How to Create ARIMA Model Forecasting BTCUSD in Python Part 1

8 minute read

In my previous posts, we have discussed stationarity tests on crypto trading data. In this upcoming series, we are going to explore how to implement Autoregressive Integrated Moving Average Model (ARIMA) into our crypto quantitative analysis.

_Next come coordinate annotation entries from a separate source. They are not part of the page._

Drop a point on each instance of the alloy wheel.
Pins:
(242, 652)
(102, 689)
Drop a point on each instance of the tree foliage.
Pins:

The following material is for educational purposes only. Do NOT use it in production or bid with real money.

ARIMA

ARIMA is a general class of statistical models for analyzing and forecasting time series data. It includes random walk, moving average, seasonal and non-seasonal exponential smoothing and autoregressive models. One of the good places to start learning the fundamental theory is Prof. Nau’s course notes and materials, which provides a deep dive into time series analysis, explaining every aspect in detail.

BTCUSD Trading Data

Again, we are using Catalyst to pull out BTCUSD trading data from 2015-3-3 to 2019-6-25. In your terminal, run this command to ingest the data we need for this post.

(venv) catalyst ingest-exchange -x bitfinex -f daily -i btc_usd

If you haven’t installed Catalyst yet, take a look at this post and come back later.

Great! Let us create a new file named ARIMA.ipynb with JuypterLab or Juypter Notebook. Add the following code and hit Shift + Enter

%matplotlib inline
# Increase chart resolution
%config InlineBackend.figure_format = 'retina'

from catalyst.api import symbol, record
from catalyst import run_algorithm

from datetime import timedelta

from itertools import product

import matplotlib.pyplot as plt
import matplotlib.patches as mpatches
import matplotlib.lines as mlines
from matplotlib import style
from matplotlib import ticker

import numpy as np
import pandas as pd

from scipy import stats
import seaborn as sns

from statsmodels.tsa.statespace.sarimax import SARIMAX
from statsmodels.tsa.stattools import adfuller

import warnings
warnings.filterwarnings('ignore')

trading_pair = 'btc_usd'
frequency = 'daily'
exchange = 'bitfinex'
start = '2015-3-3'
end = '2019-6-25'
capital_base = 1000
quote_currency = trading_pair.split('_')[1]

def initialize(context):
    context.asset = symbol(trading_pair)

def handle_data(context, data):
    
    # The last known price and volume of current date/minute and the day/minute before
    if frequency == 'daily':        
        price = data.current(context.asset, 'price')
        volume = data.current(context.asset, 'volume')
    elif frequency == 'minute':        
        price = data.current(context.asset, 'price')
        volume = data.current(context.asset, 'volume')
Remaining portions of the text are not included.